Who remembers Local Agenda 21?
On Sunday morning, during my Government sanctioned outing to the shop, I found an A4 sheet of paper crudely pasted to a noticeboard in our local park. On it was the first tangible evidence I had seen of the craziest of all crazy conspiracy theories going around. In summary (take a deep breath), apparently, Covid-19 is being caused not by a virus, but by the 5G network, in order to let Bill Gates/the Illuminati bring out a toxic ‘vaccine’ to murder people in order to bring down carbon emissions. Given the screed also implied climate science is a proxy for dictatorship, via Local Agenda 21, I’m not quite sure how that is meant to work – consistency is not the conspiracy theorists’ strong point – and Occam’s razor is clearly an alien concept (or that’s what they want you to think…).
It is quite something to add together reds-under-the-bed paranoia, anti-vax, climate denial and luddism with a sprinkling of implied anti-semitism. But the unexpected ingredient in the recipe that amused me was Local Agenda 21.
It’s the first time I’ve heard mention of LA21 in any context for many, many years. For those unfamiliar with the history, Agenda 21 was a non-binding agreement arising out of the original Earth Summit in 1992 setting out environmental protection targets to be met by 2021. Part of the implementation of Agenda 21 was Local Agenda 21 – Think Global, Act Local as the slogan had it.

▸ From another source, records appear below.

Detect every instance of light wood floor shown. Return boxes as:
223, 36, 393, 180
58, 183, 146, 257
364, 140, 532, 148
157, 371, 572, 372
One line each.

In practice, every local authority appointed a well-scrubbed, supernaturally earnest young person to busy themselves helping community groups dig a pond or a school build a nature garden. The idea that these supremely nice kids in their spotless fleeces reaching kids about newts were the shock troops of a shadowy totalitarian regime is quite hilarious. Despite having been a Councillor with a role in Sustainability for 15 years, I can’t remember the last time I heard the term LA21 used, so I haven’t a clue why it is resurfacing now. In any case, Agenda 21 was superseded by the Sustainable Development Goals (aka Agenda 2030) in 2015 .
At the risk of winding up the tin foil hat brigade further, the problem with Local Agenda 21 was that it didn’t change much on a local scale and nothing on the global scale. Think Global, Act Local was interpreted as “lots of tiny incremental improvements will add up to massive global change.” In reality, the benefits of all the (admirable) little local projects facilitated by LA21 officers were swamped by the crushing momentum of business as usual all around them. This was the era of paying lip service to Sustainability by launching a few largely cosmetic projects which could be wheeled out at any time to show what “we are doing for the environment” – greenwash is not too harsh a verdict.
Today, things are quite different. Local authorities and other large organisations have declared ‘climate emergencies’ or set equivalent targets and are at least wrestling with the big issues even if the solutions are not yet emerging on the ground. This is what Think Global, Act Local should have meant – lots of step changes locally will add up to step changes globally – a wonderfully democratic, devolved, liberal way of delivering on global needs – and the antithesis of the New World Order totalitarianism lurking in the fevered minds of the paranoid.